My friend Mark Estill died today.

I won’t pretend to have known Mark well. He had never been to my house, nor I to his. I knew him mostly through his brother Lyle and the fact that his company is in the same building with mine.

But Mark was one of those rare individuals who you could consider a friend pretty much upon meeting him. He was incredibly down to earth. Growing up in a family with three brothers, each of whom was really successful in their own way, Mark could hold his own.

He would sometimes come to the office in the late afternoon, with me neck deep in work, and say “let’s go get a beer.” His timing was always perfect, as I was usually stressing about work to the point where I wasn’t very productive. So I’d turn off the laptop and we’d head out to the General Store.

We’d just sit and talk about pretty much anything that came to mind. One beer would turn into two. I’d call my wife to tell her I’d be late for supper. Sometimes I’d call my wife to have her come pick me up – our quick beer having turned into a chat several hours (and beers) long.

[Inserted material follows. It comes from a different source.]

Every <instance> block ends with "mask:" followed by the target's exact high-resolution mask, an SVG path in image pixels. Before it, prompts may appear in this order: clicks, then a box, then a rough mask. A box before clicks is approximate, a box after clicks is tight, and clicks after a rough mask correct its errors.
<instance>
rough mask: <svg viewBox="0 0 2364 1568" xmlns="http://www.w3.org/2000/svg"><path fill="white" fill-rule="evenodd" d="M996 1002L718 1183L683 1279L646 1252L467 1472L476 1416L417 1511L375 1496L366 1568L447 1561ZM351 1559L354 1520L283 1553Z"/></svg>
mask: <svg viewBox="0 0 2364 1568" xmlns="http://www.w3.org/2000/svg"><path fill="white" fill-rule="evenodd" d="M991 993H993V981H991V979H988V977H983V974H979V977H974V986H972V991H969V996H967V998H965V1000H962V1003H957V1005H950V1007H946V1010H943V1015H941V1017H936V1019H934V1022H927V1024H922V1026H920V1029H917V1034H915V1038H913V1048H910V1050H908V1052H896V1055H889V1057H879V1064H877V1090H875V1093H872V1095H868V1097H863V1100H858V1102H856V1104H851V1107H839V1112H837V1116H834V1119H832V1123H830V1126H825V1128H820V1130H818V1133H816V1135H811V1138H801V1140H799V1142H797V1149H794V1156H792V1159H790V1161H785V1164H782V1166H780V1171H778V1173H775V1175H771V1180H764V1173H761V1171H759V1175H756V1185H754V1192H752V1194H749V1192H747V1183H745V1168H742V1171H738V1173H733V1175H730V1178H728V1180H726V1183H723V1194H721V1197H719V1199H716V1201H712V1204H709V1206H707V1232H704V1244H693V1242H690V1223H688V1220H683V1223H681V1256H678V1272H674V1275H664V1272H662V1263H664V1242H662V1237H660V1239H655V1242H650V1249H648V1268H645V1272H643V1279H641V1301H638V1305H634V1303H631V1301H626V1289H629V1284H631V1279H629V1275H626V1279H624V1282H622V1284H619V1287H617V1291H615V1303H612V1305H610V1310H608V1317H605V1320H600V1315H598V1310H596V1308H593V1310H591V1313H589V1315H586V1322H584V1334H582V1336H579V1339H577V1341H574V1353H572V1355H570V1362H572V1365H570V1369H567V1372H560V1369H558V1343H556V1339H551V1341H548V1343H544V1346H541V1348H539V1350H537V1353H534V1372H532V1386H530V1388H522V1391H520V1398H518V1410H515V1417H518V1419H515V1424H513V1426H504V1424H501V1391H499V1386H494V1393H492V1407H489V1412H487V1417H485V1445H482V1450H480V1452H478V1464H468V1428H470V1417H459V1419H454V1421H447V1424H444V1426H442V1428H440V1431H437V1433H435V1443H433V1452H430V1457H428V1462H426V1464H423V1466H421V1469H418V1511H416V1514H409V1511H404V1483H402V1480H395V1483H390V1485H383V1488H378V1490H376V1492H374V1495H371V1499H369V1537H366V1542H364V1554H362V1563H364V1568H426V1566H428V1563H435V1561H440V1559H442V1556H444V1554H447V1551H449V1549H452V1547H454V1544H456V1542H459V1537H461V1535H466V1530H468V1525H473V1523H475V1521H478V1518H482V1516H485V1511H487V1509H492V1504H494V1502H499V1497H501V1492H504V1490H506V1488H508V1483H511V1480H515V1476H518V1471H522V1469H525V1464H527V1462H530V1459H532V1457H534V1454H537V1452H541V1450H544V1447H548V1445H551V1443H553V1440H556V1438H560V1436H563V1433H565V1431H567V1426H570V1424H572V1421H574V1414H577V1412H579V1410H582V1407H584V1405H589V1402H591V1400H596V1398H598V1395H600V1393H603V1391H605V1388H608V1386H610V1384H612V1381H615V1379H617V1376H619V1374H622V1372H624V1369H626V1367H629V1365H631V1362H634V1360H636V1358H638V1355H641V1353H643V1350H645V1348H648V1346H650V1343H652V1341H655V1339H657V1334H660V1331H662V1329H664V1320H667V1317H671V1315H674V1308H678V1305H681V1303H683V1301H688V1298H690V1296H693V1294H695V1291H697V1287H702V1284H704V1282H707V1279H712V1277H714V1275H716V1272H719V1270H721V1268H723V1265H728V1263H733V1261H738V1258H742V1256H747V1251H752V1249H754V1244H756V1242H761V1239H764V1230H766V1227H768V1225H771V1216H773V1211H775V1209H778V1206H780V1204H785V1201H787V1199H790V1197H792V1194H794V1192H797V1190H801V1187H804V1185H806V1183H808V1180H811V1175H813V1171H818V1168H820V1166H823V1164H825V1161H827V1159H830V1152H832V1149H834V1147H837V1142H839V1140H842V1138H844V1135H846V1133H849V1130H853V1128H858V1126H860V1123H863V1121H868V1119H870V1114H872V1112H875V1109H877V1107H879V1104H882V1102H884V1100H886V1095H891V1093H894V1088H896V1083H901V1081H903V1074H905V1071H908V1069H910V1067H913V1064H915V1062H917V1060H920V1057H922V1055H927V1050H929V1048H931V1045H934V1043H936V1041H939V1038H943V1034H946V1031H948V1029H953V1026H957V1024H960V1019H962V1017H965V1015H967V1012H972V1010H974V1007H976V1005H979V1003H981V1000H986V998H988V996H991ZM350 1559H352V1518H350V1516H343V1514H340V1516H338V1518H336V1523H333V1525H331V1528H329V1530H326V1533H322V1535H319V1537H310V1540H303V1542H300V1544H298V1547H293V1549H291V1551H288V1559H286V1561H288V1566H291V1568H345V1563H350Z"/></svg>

Out of the past four weeks I’ve been gone for three. When I left, Mark seemed fine (I learned that he wasn’t, but he didn’t let on). During that time he was diagnosed with lung cancer (even though he is a non-smoker) and now he’s gone.

It just goes to show you how quickly things can change, and that you can’t take anything for granted.

Woody Allen once said he wanted to achieve immortality, not through his work, but through “not dying”. Unfortunately, we don’t have that option, so what we do and how we behave may be the only things left when we’re gone.

It’s one of the reasons we work on OpenNMS the way we do. We’ve had opportunities to take different directions with the business, but our goal is to build something lasting, to change the world, and not to focus on short term financial gains for a few people. Doing the right thing simply because it is the right thing to do is something Mark demonstrated every day.

When someone like Mark makes an impact on your life they never really go away. They help make you a better person, and by being a better person you affect those around you, and in turn they improve the people they know.

It’s the heart of “community”, and by that measure Mark will be around for a long, long time.